2d6 (greatsword) + 20 (2h'ing etc) + 30 (Leap Attacking Power Attack) + 6 sword enh and gloves of war x2 (Heedless Charge) for an average of 124 on a charge, at +23 to hit, unbuffed. Then he gets to bullrush, and if he can make them reach a wall by any diagonal, then they take 4d6+30+10. Then he can full attack for the same amount next turn.

This is without any real optimization, and is on a barbarian chassis. By this level, clerics are turning huge (GOMU GOMU NO DIVINE POWER DESU) and wizards are rewriting reality and reading the future in tea leaves. Duskblade can, a limited number of times per day, do 50ish damage relatively easily.

i never said it was a perfect method for doing damage. according to many my character is not 'optimized' either. having said both of those however, the duskblade gets some things that orc barbarian doesn't. the duskblade has spells which means when i do my full combo i am guarenteed a hit. i can also fall back on the spells i have at range. yes i am much less effective with just the spells but i don't HAVE to close.

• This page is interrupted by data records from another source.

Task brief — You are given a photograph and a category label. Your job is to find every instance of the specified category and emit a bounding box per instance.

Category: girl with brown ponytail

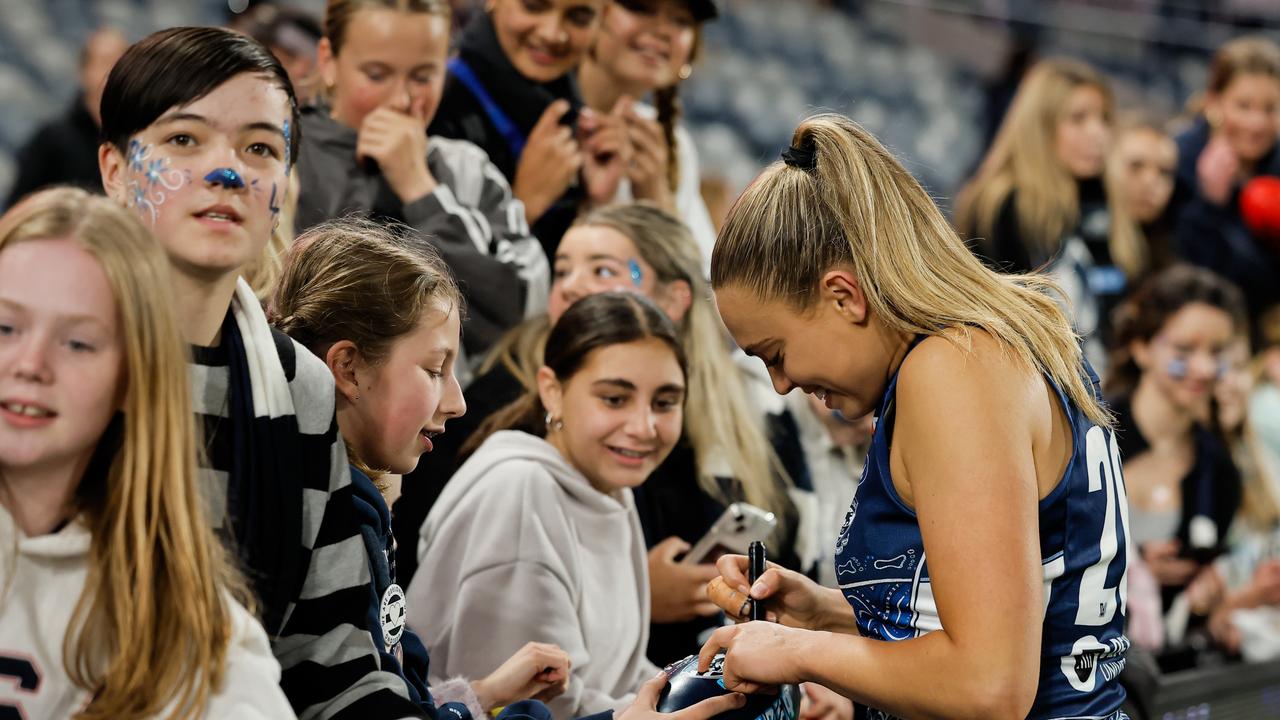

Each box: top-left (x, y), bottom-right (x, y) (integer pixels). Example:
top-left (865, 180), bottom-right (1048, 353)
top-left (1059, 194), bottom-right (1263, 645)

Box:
top-left (577, 0), bottom-right (718, 273)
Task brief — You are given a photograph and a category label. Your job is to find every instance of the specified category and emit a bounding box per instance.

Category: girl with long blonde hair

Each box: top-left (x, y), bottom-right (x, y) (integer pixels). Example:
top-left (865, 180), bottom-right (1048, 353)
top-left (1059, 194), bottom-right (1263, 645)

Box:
top-left (0, 183), bottom-right (293, 720)
top-left (956, 59), bottom-right (1147, 366)
top-left (700, 115), bottom-right (1129, 719)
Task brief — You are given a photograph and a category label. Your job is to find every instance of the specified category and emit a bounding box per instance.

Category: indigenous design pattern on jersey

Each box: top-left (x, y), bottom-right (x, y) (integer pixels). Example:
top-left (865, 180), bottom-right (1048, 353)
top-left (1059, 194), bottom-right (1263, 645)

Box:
top-left (836, 343), bottom-right (1129, 719)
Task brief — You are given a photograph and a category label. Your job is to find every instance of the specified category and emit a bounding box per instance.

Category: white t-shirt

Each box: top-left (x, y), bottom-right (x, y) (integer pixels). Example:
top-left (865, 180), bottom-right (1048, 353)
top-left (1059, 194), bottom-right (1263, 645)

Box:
top-left (0, 507), bottom-right (294, 720)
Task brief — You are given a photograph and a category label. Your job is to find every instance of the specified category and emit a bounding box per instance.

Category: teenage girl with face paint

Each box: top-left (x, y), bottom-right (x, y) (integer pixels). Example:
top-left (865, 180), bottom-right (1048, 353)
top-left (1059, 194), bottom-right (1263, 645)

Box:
top-left (273, 219), bottom-right (583, 719)
top-left (394, 204), bottom-right (799, 665)
top-left (430, 0), bottom-right (630, 258)
top-left (99, 28), bottom-right (421, 717)
top-left (0, 188), bottom-right (293, 720)
top-left (956, 59), bottom-right (1147, 369)
top-left (1106, 265), bottom-right (1244, 610)
top-left (297, 0), bottom-right (550, 366)
top-left (699, 115), bottom-right (1129, 720)
top-left (577, 0), bottom-right (718, 270)
top-left (1172, 37), bottom-right (1280, 333)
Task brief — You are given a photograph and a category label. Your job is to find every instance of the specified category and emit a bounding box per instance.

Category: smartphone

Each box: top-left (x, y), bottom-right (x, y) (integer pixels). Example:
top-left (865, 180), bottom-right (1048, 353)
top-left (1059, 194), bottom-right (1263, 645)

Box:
top-left (680, 502), bottom-right (778, 565)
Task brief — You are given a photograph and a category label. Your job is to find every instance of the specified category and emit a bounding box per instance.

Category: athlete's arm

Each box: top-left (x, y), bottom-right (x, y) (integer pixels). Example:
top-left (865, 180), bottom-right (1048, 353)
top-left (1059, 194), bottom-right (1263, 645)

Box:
top-left (704, 332), bottom-right (1044, 719)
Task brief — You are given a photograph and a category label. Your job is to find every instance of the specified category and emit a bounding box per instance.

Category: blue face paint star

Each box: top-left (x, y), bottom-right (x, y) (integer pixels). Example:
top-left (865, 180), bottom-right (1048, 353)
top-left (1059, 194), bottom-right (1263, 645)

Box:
top-left (146, 159), bottom-right (165, 184)
top-left (284, 120), bottom-right (293, 172)
top-left (205, 168), bottom-right (244, 190)
top-left (627, 258), bottom-right (644, 287)
top-left (129, 138), bottom-right (151, 173)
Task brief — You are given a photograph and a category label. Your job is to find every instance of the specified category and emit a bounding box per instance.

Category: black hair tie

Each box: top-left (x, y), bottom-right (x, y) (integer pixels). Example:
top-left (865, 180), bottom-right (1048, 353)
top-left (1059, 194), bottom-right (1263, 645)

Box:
top-left (782, 140), bottom-right (818, 173)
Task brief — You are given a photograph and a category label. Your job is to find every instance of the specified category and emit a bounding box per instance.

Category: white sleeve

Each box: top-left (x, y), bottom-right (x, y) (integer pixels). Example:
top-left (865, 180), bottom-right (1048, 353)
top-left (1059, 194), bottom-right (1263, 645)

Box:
top-left (204, 601), bottom-right (294, 720)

now i am not going to argue that a properly played barbarian can kick out huge amounts of damage over the duskblade. however, that wasn't the point at all. in fact your post is completly not related to the intent of the OP. this was about some variety of combat caster. now hold on let me check my books right quick. . . . . . . nope not finding ANY spellcasting for the barbarian in any book.

this player has a specific vision of how he wants his character to function. we should be trying to work within the framework he has given. so while i have no problem conceding that your little barbarian work up can out damage me in its limited field, it has no bearing on this discussion and should instead have its own thread.

My point was that the Duskblade loses steam in comparison to both melee characters and caster characters at levels above 5. You contested my point with an example. I stated an example in opposition. My example was not attempting to state that the person who started this thread ages ago should play a barbarian, but simply that in comparison to a barbarian, such as one that might be found in the prospective player's party, a duskblade is mechanically weaker, since it relies on a per/day mechanic, and does less damage as a melee combatant even so. My suggestion was to use a class that is NOT mechanically weaker than your average melee character found in a DnD party.